32. RDV-Forum: ein Tagungsbericht

Am 13.11.2013 fand im Maternushaus zu Köln unter der Leitung des Ehrenvorsitzenden des GDD Gesellschaft für Datenschutz und Datensicherheit  e.V. Prof. Peter Gola in seiner Funktion als Verantwortlicher Schriftleiter der Fachzeitschrift RDV das 32. RDV-Forum statt.

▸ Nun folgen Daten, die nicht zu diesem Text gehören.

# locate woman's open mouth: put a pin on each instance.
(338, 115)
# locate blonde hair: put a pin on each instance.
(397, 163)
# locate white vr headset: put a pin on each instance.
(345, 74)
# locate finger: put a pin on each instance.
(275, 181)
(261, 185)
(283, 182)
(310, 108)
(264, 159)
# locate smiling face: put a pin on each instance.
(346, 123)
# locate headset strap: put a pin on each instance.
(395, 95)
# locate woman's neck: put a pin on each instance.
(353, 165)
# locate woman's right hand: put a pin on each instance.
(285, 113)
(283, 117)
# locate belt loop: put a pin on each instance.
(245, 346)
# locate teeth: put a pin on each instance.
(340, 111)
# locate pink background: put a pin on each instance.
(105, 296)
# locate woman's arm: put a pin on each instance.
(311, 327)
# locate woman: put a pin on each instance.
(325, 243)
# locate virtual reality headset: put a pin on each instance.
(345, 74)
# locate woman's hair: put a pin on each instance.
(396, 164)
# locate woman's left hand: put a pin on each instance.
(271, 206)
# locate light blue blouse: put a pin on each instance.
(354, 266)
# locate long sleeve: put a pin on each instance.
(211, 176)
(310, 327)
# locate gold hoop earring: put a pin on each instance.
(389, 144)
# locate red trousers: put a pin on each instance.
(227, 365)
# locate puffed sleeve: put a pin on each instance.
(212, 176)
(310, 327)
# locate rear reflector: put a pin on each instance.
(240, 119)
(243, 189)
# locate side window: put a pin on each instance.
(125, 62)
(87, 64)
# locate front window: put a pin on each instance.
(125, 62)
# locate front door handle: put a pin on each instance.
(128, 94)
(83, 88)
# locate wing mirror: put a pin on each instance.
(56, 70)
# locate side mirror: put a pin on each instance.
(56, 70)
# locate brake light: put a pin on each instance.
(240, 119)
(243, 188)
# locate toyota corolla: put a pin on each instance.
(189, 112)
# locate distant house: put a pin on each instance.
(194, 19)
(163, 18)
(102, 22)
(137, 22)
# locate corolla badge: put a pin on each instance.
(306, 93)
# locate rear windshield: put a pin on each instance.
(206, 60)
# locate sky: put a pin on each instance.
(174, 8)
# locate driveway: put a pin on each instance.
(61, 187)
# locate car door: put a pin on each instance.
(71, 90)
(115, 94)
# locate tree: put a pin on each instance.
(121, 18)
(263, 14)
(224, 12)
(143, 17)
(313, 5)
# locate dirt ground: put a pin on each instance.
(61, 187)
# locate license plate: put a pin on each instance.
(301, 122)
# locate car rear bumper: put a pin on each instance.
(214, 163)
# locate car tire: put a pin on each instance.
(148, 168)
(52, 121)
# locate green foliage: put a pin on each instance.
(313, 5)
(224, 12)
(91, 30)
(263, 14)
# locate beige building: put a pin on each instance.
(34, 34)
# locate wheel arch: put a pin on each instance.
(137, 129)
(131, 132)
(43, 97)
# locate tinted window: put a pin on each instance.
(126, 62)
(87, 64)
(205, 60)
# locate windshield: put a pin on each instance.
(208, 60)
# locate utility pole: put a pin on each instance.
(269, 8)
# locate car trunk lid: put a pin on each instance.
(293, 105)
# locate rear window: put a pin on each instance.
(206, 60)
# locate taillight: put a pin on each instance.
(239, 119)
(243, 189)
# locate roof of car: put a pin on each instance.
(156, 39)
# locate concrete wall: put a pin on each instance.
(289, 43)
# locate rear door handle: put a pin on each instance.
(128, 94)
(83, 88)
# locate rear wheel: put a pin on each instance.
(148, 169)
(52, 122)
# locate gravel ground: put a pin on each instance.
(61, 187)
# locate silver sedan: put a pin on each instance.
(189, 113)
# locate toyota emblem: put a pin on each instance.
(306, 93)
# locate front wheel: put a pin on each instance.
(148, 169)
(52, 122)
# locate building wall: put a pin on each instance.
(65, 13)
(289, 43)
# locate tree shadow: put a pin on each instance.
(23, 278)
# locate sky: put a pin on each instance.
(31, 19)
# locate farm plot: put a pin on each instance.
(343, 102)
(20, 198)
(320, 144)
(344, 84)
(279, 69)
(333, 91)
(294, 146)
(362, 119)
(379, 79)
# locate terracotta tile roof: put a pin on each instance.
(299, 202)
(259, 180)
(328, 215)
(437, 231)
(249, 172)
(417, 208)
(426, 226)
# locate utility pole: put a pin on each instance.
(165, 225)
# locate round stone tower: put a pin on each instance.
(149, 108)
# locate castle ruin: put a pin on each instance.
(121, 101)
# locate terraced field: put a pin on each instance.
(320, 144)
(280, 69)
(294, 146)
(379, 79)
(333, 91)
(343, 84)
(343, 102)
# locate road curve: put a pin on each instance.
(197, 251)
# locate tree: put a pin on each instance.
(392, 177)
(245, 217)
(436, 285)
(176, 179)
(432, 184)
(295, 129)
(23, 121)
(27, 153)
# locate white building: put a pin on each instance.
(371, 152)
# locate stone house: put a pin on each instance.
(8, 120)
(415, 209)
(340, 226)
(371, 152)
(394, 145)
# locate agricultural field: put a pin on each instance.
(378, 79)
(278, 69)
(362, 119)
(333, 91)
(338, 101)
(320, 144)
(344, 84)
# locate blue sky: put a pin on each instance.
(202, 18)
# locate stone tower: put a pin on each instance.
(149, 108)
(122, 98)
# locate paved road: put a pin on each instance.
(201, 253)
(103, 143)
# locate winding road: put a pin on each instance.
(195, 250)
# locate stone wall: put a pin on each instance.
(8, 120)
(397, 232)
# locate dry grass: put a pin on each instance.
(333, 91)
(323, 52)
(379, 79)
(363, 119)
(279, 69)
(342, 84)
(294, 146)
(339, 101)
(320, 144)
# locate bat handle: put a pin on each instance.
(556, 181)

Unter dem Titel „Big Data für die Big Brothers – Staatliche Massenüberwachung innerhalb und außerhalb der Legalität“ erläuterte Dr. Thilo Weichert, Leiter des Unabhängigen Landeszentrum für Datenschutz Schleswig-Holstein (ULD), dass sich das ULD seit ca. einem Jahr sehr intensiv mit dem Thema Big Data befasse. Dabei stehe neben den Spielarten Online-Durchsuchung und Vorratsdatenspeicherung ganz allgemein das massenhafte Ausspähen von privaten Daten durch staatliche Institutionen im Fokus, nicht nur seitens der US-Amerikaner, sondern auch und insbesondere seitens des britischen Geheimdienstes GCHQ und der deutschen Nachrichtendienste. Massive Bedenken würden bei den unabhängigen Datenschützern bestehen im Hinblick auf das von allen Mitgliedsstaaten der EU abgegebene Bekenntnis zu Art. 8 der EU-Grundrechte-Charta. Dies sei insoweit zu betonen, als dass die US-Amerikaner aus einer deutlich anderen Verfassungstradition heraus handeln. In den USA sei der Schutz der Privatsphäre auch heute noch nicht ansatzweise ausgerichtet auf die technischen Möglichkeiten des 21. Jahrhunderts, weil jenseits des Atlantiks immer noch die „reasonable expectations of privacy“ den Maßstab bilden würden, obwohl US-amerikanische Rechtsgelehrte bereits in 1960-ern die Unzulänglichkeiten dieser Kurzformel analysiert und dagegen mit den Prinzipien argumentiert hätten, die dem kontinentaleuropäischen Verständnis des Datenschutzrechts seit der Richtlinie 95/46/EG immanent sind. Auf eine Nachfrage aus dem Zuhörerkreis führte Herr Dr. Weichert noch ergänzend aus, dass aus Sicht des ULD sinngemäß die „Geschäftsgrundlage“ für das Safe Harbor Abkommen mit der EU weggefallen sei. Dies sei mit „besonderer Aufmerksamkeit“ bei der Einführung neuer Verfahren zu berücksichtigen, z.B. bei MS-Office 365, welches als Cloud-Anwendung mit einem Transfer von Daten in die USA als unzulässig anzusehen sei. Unsere Berater hatten zum Thema Datentransfer in die USA bereits 2012 öffentlich ausgeführt, dass das Safe Harbor Abkommen mit dem Text der Richtlinie 95/46/EG nicht vereinbar ist und aufgezeigt, welche Lösungsmöglichkeiten das geltende Recht für die Bedürfnisse transatlantischer Beziehungen vorhält.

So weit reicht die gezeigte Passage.